México se había vuelto una preocupación mayor, tanto para el presidente Wilson, protestante, como para el cardenal James Gibbons, cabeza de la Iglesia católica americana. En su carta pastoral a los católicos de Baltimore, el primero de mayo de 1914, antes de embarcarse hacia Roma el cardenal pidió a todos rezar por la paz: «Los dejo cuando existe el peligro de una guerra que nadie quiere pero a la cual nos pueden obligar circunstancias que no podemos controlar». El mismo día escribió al arzobispo de México, José Mora y del Río, para proponerle la unión de los católicos de ambos países en una cruzada de oraciones por la paz: «Su nación y la mía desean ardientemente evitar la calamidad de la guerra y perseverar en las relaciones de amistad y respeto mutuo que nos han unido hasta ahora».5
Antes de que triunfara la revolución constitucionalista, la Iglesia había empezado a sufrir los embates anticlericales de algunos de sus caudillos. Como se veía venir la expulsión de los jesuitas, el padre general de la Compañía, Franz X. Wernz, pidió a Gibbons que los ayudara en su inevitable exilio. Unos días después de su regreso de Europa, el 24 de julio de 1914, Gibbons dio una entrevista a la prensa para denunciar las acciones de Carranza y Villa contra el clero. Habló desde la perspectiva del reconocimiento de Carranza o de Villa por el Gobierno de los Estados Unidos y subrayó que habría que tomar en cuenta tres tipos de hechos: el trato otorgado a los extranjeros y a sus bienes; una amnistía para los vencidos; la actitud frente a la Iglesia católica y sus representantes, así como frente a los ministros protestantes. «El trato reservado últimamente a los sacerdotes ha tenido un efecto de los más desafortunados sobre la opinión fuera de México.»6
La entrevista fue muy publicitada en los Estados Unidos y el Gobierno de Washington se apresuró a contestar. El presidente Wilson y el secretario de Relaciones, William Jennings Bryan, le mandaron a los dos días copia de su mensaje a Carranza y Villa sobre la persecución de la Iglesia. En el memorándum dirigido al cardenal se le decía: «El presidente y el secretario de Estado desean informar al cardenal que tienen la razonable convicción de que se podrá prevenir cualquier criticable reincidencia». El cardenal contestó que agradecía lo hecho pero que, dado los antecedentes de Carranza y Villa, dudaba de la eficacia de sus protestas. Al mismo tiempo escribía al arzobispo Mora y del Río para que le informase inmediatamente en caso de persecución abierta (1.º de agosto de 1914).7 Para esa fecha ya habían llegado a la residencia de la Compañía, en El Paso, Texas, los primeros jesuitas mexicanos expulsados. Según informe detallado del padre Anthony J. Maas, S.J., provincial de Maryland, esos mexicanos pensaban que el mejor servicio que el cardenal podía prestar a la Iglesia mexicana era convencer al Gobierno estadounidense de insistir en la protección de la vida de todos los sacerdotes y religiosos en México.8
El mensaje de Wilson a Carranza no quedó sin efecto. El representante de Carranza en Washington recibió el encargo de decir a monseñor William T. Russell, representante del cardenal en la capital, que los derechos de la Iglesia quedarían protegidos. James Gibbons transmitió todas esas informaciones al Vaticano y decidió esperar la llegada de Carranza a la capital mexicana antes de seguir presionando. Por lo mismo, pidió al padre Maas que el semanario jesuita America bajara el tono en cuanto a Carranza y adoptara «una actitud benevolente aunque vigilante».

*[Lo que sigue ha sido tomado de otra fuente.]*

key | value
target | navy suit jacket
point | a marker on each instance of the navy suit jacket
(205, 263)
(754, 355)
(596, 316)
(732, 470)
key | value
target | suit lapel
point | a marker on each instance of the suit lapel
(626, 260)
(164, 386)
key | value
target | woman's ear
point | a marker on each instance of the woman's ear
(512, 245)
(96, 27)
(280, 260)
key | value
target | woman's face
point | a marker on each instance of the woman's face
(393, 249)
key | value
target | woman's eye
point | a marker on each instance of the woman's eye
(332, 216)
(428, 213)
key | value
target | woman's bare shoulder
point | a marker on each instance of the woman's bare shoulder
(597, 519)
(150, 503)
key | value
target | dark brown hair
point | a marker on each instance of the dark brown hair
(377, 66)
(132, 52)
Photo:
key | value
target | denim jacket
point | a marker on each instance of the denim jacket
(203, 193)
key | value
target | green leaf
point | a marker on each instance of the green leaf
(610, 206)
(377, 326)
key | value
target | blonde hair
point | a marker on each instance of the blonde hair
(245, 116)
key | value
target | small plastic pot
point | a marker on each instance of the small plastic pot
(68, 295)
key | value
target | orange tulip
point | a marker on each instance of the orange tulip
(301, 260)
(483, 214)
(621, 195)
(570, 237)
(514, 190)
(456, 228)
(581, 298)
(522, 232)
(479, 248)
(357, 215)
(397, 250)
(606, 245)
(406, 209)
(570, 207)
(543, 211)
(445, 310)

Sus esperanzas quedaron pronto frustradas, de modo que cuando regresó de su viaje a Roma –el 20 de agosto había muerto el papa Pío X y el cardenal se había embarcado para asistir al cónclave–, Gibbons se reunió con los obispos James A. McFaul (de Trenton), Joseph Schrembs (de Toledo) y el padre Richard H. Tierney, S.J., editor de America. Habían asistido en Baltimore al congreso anual de la American Federation of Catholic Societies y el cardenal había aprobado la declaración sobre México, preparada por los dirigentes de la Federación. Para esa fecha habían pasado 40 días desde la entrada de Carranza a México y muchos obispos habían huido a los Estados Unidos. El 2 de septiembre, algunos de ellos habían escrito a varias organizaciones para que el mundo entero supiera de la «persecución»; pedían ayuda a los Caballeros de Colón y al padre Tierney, S.J. Una delegación entregó la declaración al presidente Wilson en persona. Dicho texto, que protestaba contra la persecución carrancista y el silencio de la gran prensa norteamericana, no fue publicada porque su tono era fuerte y no querían causar problemas al presidente Wilson, quien había recibido la delegación con mucha amabilidad y le había asegurado que ya estaba actuando en el espíritu de la declaración. El padre Tierney, S.J., quien encabezaba la delegación, sugirió al presidente que no había que reconocer a Carranza mientras no pusiera fin a la persecución.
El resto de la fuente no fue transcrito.